A few suggestions
(as always YMMV)
As you have your wheels cut, build them up, install and drive with them installed in a bunch of situations and make sure everything is hunky-dory
(translated to queen's English - working properly )
You don't want to in the future after you have changed the wheelbase, changed suspension, tweeted, and modified have a tracking, wobbling, or vibration issue and wonder if it is the tires/wheels or one of the other modifications.
If you lengthen the wheelbase, as long as your rear spring mounts can be reattached to the original frame, it is very straightforward. Grind, drill the mounting rivets (remembering they are rivets so even with the heads removed they are still very tight in the mounting holes), measure 5 times, and install in the new location using graded bolts.
If you need to extend your frame for the back of your box, no big deal if it is not mounting any of the suspension.

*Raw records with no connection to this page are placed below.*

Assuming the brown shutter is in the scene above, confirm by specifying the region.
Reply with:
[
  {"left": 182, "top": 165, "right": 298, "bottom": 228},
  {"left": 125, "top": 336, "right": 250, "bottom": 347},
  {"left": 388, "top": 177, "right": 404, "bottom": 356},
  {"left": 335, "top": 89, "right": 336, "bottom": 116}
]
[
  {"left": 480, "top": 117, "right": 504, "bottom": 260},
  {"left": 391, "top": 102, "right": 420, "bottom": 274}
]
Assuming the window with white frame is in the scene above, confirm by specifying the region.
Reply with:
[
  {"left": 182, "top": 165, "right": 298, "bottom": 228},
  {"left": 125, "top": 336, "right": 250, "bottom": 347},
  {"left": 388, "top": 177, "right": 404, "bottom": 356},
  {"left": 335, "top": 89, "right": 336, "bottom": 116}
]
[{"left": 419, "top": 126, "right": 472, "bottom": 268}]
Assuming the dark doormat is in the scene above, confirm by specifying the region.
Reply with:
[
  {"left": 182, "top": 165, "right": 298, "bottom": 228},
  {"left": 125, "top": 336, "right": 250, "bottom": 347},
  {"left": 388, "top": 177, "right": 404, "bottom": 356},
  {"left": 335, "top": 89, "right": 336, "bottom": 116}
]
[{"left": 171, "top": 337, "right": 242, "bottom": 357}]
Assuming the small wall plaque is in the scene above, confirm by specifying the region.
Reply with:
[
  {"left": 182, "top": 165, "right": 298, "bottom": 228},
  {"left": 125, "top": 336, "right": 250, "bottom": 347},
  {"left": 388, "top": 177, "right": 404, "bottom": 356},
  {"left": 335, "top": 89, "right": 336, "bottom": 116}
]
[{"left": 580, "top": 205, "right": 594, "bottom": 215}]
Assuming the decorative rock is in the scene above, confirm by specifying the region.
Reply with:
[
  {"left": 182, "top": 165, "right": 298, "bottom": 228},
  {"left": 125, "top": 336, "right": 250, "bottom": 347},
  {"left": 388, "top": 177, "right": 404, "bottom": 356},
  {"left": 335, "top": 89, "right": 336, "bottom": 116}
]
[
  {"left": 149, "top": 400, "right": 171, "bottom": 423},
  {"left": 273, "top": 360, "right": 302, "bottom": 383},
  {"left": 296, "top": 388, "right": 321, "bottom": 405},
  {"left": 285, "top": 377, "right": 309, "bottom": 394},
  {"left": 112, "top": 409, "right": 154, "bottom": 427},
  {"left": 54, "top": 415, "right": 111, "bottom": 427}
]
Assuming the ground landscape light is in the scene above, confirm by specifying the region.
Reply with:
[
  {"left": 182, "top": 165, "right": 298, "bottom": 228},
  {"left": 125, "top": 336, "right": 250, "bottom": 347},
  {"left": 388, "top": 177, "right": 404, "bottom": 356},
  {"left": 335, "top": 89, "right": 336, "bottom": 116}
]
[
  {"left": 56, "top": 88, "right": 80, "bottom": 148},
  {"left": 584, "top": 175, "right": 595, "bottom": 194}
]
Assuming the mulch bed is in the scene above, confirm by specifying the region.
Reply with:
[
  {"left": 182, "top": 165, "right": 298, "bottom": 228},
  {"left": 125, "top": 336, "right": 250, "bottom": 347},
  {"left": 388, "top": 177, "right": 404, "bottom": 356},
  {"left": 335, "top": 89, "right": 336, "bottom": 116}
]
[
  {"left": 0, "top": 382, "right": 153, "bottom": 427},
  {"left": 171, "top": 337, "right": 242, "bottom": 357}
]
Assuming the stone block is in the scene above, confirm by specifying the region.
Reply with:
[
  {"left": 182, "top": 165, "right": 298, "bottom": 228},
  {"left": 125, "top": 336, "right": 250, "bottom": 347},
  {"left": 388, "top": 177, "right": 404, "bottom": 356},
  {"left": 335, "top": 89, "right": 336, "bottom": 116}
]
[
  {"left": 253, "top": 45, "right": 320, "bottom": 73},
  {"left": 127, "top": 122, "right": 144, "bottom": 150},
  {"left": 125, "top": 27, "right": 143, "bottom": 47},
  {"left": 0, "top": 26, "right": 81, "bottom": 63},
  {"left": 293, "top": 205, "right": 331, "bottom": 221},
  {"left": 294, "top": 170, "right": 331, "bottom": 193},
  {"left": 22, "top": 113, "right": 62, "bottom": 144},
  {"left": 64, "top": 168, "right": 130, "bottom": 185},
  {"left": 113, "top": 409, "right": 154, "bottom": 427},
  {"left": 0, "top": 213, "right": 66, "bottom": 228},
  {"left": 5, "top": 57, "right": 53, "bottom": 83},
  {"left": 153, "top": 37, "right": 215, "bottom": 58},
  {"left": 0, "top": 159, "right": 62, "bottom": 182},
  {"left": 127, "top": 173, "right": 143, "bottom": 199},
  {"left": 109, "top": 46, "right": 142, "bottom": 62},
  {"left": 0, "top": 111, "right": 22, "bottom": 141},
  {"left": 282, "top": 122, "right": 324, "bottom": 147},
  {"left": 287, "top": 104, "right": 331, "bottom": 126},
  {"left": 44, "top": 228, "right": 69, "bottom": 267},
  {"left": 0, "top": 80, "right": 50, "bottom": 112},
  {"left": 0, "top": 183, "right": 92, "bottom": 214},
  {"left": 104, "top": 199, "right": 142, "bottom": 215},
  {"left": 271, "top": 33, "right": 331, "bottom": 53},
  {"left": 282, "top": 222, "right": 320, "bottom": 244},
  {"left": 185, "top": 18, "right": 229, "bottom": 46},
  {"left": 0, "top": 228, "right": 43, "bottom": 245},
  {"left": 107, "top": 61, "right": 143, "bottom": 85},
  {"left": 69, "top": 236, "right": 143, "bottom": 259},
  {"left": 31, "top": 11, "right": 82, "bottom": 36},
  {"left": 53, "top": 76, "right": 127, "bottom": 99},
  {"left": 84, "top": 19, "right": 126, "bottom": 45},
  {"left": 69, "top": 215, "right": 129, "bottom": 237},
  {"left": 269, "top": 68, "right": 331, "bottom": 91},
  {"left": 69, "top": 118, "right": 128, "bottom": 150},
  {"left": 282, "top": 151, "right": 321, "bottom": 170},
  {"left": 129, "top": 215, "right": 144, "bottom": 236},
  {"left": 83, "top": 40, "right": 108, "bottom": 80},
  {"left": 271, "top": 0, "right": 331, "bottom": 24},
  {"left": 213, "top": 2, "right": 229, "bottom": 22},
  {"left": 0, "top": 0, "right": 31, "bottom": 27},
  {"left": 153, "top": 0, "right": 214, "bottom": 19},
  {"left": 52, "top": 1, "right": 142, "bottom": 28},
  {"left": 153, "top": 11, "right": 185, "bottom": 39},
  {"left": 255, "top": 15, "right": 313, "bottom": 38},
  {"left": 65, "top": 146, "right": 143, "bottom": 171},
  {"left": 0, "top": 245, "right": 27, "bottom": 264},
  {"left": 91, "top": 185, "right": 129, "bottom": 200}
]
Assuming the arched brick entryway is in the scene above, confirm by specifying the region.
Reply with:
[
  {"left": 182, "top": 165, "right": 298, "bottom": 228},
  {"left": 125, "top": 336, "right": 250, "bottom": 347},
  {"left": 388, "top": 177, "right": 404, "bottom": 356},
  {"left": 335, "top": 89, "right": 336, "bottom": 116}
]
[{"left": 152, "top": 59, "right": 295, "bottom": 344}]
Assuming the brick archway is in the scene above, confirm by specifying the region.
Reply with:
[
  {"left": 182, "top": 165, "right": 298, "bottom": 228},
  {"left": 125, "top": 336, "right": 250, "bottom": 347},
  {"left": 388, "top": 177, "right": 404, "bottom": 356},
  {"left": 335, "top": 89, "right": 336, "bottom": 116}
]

Just mount with bolted doublers and you would be good as it will only support a small amount of the load from the box. BOLT to your frame, do not weld. Yes, I know your shortening cuts were welded, but in general, frames are heat treated. The Japanese firetruck modification company certainly did a bunch of these conversions and had engineers that graduated from the Tokyo Insitute of Mechanical Engineering. I'm guessing you don't.
No need for fancy 3 or 4-point mounting subframes. 'Frame on frame' is just fine as your box, being an ambulance box is super ridged, and being a heavy truck and your 'home' you are not going to be rock crawling, etc. Plus you want your box as low as possible, something a subframe would negate.
Stick with leaf springs. While coil or air suspension sounds cool, and in most cases would give you a better ride, that is not happening with your setup. Left springs are straight forward and there is a reason all big trucks (with the exception of Unimogs that are offroad tractors masquerading as on-road trucks
) use leaf springs. Nothing is going to give you a plush ride, especially being a cabover, so keep it simple. Down the road, after everything is built, installed, and tested, if you want some improvement have left springs (maybe even parabolic leaf springs) build for your weight, weight distribution, and driving conditions.
One thing that will improve the 'ride' is an air-suspended seat(s). Unfortunately on cab overs usually there is very little room for a full travel air-suspended seat. Normally just a few inches, so a very limited selection (a search here on the Expo Portal for 'Fuso suspension seat' will give you an idea), or if you are lucky perhaps some pull-outs from a Unimog. The single best ride improvement on any of my big trucks was a full-size (10+ inches of travel) 20+ way adjustable air ride seat on my Kodiak. I tried a mechanical suspension seat (modified from a Mitsubishi Montario) on my Fuso, but just not enough room for any meaningful use without slamming my head into the roof. My friend has suspension seats from a Unimog installed in his MB1017, and they work OK, but he is short so he is not headroom limited.